Keeping in tune with annual tradition, Pepperdine Improv Troupe brought nonstop laughter to students and their families alike at this year’s Waves Weekend alumni show, held in Elkins Auditorium on Oct. 5.
The troupe’s director of improv Isabel Klein (’19) hosted the comedy show, guiding 11 current troupe members and seven troupe alumni through various theatrical games and improvised scenes, most of which relied on audience-given prompts.
In one scene, three performers acted out a love triangle in Waves Café. In another, four performers rotated through four two-actor scenes, each of them hastily swapping between playing two different roles.
“We have no idea of what’s going to happen, and then we just roll with it,” PIT President Nico Heard said.
Heard played the keyboard to comedic effect throughout the hour-long show. He played a hip-hop drumbeat during a team-based rap battle game and a ballpark organ tune whenever performers lost an improv version of “Categories.”

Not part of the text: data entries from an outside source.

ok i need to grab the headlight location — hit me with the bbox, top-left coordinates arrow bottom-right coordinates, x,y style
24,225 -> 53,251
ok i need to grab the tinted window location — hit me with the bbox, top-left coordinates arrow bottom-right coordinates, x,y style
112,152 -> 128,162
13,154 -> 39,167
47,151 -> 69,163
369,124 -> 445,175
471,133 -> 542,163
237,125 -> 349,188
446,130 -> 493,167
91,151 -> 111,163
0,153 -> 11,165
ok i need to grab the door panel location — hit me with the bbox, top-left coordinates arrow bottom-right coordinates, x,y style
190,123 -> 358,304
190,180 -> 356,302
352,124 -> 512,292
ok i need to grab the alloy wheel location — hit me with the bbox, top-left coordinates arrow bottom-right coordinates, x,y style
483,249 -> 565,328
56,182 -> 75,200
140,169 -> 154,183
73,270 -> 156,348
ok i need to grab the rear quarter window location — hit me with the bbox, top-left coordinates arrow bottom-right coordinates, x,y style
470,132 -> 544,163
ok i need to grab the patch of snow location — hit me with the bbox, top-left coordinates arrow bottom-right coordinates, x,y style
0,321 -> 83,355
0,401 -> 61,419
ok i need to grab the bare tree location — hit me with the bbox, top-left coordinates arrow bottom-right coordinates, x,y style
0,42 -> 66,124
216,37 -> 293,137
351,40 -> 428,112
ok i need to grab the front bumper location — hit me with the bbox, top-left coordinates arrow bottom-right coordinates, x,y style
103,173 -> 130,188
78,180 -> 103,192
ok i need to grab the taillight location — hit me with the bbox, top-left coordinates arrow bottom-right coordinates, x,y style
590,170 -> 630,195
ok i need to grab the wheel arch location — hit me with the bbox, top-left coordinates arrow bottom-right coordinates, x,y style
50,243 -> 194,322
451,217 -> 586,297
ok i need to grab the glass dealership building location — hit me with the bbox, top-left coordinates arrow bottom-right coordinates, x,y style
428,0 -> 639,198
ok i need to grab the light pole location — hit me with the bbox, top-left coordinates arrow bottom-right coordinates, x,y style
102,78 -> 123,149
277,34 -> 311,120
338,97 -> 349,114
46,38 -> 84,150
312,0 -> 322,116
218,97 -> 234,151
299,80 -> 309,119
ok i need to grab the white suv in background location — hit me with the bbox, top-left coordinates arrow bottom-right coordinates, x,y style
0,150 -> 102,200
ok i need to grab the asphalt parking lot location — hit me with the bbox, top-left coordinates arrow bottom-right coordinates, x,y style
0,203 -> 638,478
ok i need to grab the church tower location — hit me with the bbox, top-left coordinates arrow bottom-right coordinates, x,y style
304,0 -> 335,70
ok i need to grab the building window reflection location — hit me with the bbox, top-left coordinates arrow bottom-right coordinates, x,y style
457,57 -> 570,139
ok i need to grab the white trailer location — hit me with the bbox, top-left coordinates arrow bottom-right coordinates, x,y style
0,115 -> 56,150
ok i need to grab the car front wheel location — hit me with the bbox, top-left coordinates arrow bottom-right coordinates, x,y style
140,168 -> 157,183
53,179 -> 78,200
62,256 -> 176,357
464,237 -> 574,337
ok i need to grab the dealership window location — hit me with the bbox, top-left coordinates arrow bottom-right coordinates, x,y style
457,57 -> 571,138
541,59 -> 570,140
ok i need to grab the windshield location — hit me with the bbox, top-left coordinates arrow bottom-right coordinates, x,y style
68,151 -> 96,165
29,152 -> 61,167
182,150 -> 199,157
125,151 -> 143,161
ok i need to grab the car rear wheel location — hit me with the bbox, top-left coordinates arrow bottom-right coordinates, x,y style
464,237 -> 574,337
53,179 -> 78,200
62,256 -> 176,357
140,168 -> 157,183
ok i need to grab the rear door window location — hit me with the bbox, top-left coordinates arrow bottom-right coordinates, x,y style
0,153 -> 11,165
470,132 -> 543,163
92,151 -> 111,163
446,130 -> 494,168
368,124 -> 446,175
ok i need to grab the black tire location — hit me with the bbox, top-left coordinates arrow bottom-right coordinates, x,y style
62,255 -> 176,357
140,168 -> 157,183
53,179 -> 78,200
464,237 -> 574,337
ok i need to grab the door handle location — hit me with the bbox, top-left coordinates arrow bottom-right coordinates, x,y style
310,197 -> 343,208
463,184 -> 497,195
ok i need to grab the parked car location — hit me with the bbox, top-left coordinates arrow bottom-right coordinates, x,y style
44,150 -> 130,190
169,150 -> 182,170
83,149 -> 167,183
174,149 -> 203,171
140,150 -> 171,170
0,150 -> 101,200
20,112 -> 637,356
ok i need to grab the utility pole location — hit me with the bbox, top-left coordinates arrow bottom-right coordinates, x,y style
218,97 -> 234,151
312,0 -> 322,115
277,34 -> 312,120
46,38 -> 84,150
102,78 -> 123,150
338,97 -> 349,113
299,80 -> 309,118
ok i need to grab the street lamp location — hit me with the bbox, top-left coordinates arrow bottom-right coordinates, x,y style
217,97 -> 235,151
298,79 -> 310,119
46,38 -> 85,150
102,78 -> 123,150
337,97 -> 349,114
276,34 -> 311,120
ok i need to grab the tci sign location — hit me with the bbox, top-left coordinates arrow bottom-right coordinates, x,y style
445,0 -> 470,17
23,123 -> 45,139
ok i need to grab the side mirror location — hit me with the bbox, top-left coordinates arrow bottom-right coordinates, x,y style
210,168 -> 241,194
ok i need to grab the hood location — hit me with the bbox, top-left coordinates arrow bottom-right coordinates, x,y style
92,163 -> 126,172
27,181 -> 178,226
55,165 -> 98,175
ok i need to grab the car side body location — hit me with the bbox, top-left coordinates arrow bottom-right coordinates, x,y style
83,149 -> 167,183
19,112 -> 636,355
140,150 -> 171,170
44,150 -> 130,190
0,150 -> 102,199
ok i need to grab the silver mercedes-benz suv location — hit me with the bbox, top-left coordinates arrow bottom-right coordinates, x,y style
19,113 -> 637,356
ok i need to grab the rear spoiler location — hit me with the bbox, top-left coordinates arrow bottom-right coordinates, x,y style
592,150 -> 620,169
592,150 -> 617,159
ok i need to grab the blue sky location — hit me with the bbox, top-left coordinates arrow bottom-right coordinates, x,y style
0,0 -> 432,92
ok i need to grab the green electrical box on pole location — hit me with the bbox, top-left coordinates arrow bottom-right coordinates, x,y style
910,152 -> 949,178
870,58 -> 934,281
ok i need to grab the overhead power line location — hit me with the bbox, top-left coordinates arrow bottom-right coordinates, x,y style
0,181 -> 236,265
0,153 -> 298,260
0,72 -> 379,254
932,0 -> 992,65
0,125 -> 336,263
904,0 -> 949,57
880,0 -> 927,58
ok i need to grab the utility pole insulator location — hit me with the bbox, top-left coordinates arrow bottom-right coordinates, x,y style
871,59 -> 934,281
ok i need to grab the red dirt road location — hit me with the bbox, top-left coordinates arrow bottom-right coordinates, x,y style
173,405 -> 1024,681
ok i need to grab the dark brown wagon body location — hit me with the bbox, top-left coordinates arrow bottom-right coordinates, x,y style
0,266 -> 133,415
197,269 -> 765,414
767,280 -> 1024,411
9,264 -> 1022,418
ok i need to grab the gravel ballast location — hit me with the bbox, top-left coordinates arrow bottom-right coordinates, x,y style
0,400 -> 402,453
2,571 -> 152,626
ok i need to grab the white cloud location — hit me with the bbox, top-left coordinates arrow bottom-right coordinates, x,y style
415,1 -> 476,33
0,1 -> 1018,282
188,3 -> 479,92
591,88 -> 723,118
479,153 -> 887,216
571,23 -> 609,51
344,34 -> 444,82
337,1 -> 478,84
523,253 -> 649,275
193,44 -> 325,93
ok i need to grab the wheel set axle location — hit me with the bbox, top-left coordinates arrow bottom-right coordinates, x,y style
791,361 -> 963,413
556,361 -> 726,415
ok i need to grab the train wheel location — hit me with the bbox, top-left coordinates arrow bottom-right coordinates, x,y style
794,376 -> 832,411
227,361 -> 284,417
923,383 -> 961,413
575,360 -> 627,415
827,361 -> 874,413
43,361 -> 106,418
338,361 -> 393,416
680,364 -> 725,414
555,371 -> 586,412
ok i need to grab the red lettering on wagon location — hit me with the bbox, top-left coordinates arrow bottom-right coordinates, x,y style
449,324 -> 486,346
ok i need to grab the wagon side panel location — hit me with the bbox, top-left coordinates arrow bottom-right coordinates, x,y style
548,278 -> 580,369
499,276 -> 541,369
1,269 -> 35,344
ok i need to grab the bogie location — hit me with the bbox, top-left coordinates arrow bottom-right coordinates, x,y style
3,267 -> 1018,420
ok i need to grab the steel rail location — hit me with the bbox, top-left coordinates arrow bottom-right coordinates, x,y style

Between each scene, Klein asked audience members for input. For instance, the crowd was solicited for a “breaking news” story to be explained in a broadcast news segment. Klein settled on a scene suggestion where two Pepperdine students miraculously found parking on campus.
At another point in the show, a female audience member shouted “You’re hot!” at three performers before another audience member in the back then shouted “Not you, Kayla!” — directed toward one of the troupe’s alumni who was about to perform. He then explained his comment was poorly timed and unrelated, to which the cast integrated the moment into a musical number, drawing uproarious laughter from the crowd.
One of the games, called “new choice,” forced actors to reconsider their words in a criminal trial against a dog owner whose canine ate the defendant’s tube of chapstick.
The presiding judge, played by 2023 alum Sam Brock, said a doctor would be required to get it out. Klein yelled “New choice” repeatedly until Brock declared there would be no solution unless the dog pukes it up. Cole Wagner, the 2024 alum who played the dog, proceeded to mimic vomiting.
The show was the 2024 PIT crew’s first of the academic year. They currently have 14 members — the typical number, Heard said — including Heard and junior and Vice President Reece McDaniel.
“If you don’t know what PIT is, just come see it,” Heard said. “I think you’re gonna love it from the track record. Most people just don’t know that it’s as cool as it actually is, and that it’s as funny as it actually is, and also, laughter is good for your soul.”
Improv was introduced to Pepperdine in the mid-1990s, class of 1987 alum Dean Noble said. Shows were initially performed at university events by actors from Los Angeles Theatresports, now known as Impro Theatre, thanks to Noble’s planning as the group’s college outreach chair. It became a student organization in 2000.
PIT’s next show will be Halloween themed and held Oct. 25 in Elkins Auditorium. Admission will be free.